Step 1: Find the derivative of f(x) with respect to x.
f'(x) = 3x^2 + 2ax + b
Step 2: Set the derivative equal to zero and solve for x.
0 = 3x^2 + 2ax + b
Since we are given that x = 1 and x = 5 are critical points, we can set up two equations as follows:
Equation 1: 0 = 3(1)^2 + 2a(1) + b => 0 = 3 + 2a + b (substituting x=1)
Equation 2: 0 = 3(5)^2 + 2a(5) + b => 0 = 75 + 10a + b (substituting x=5)
Step 3: Solve the system of equations using the given critical points.
Using the equations obtained in Step 2, we can solve for a and b:
From Equation 1: 0 = 3 + 2a + b
Rearranging the equation: b = -3 - 2a
Substituting this value of b into Equation 2:
0 = 75 + 10a + (-3 - 2a)
Simplifying the equation:
0 = 72 + 8a
Solving for a:
-8a = 72
a = -9
Substituting the value of a into Equation 1:
b = -3 - 2(-9)
b = -3 + 18
b = 15
So, the values of a and b are a = -9 and b = 15.
Step 4: Classify the critical points as maxima, minima, or neither.
To classify the critical points, we need to determine the nature of these points. We can use the second derivative test.

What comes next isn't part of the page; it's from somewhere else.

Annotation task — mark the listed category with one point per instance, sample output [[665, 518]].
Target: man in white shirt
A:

Step 4.1: Find the second derivative of f(x).
f''(x) = 6x + 2a
Step 4.2: Evaluate the second derivative at x = 1 and x = 5.
For x = 1:
f''(1) = 6(1) + 2(-9) = 6 - 18 = -12
For x = 5:
f''(5) = 6(5) + 2(-9) = 30 - 18 = 12
Step 4.3: Analyze the second derivative test.
If f''(1) > 0, then the critical point at x = 1 is a local minimum.
If f''(1) < 0, then the critical point at x = 1 is a local maximum.
If f''(5) > 0, then the critical point at x = 5 is a local minimum.
If f''(5) < 0, then the critical point at x = 5 is a local maximum.
Based on the results:
- Since f''(1) = -12 < 0, the critical point at x = 1 is a local maximum.
- Since f''(5) = 12 > 0, the critical point at x = 5 is a local minimum.
Therefore, the critical point at x = 1 is a local maximum, and the critical point at x = 5 is a local minimum.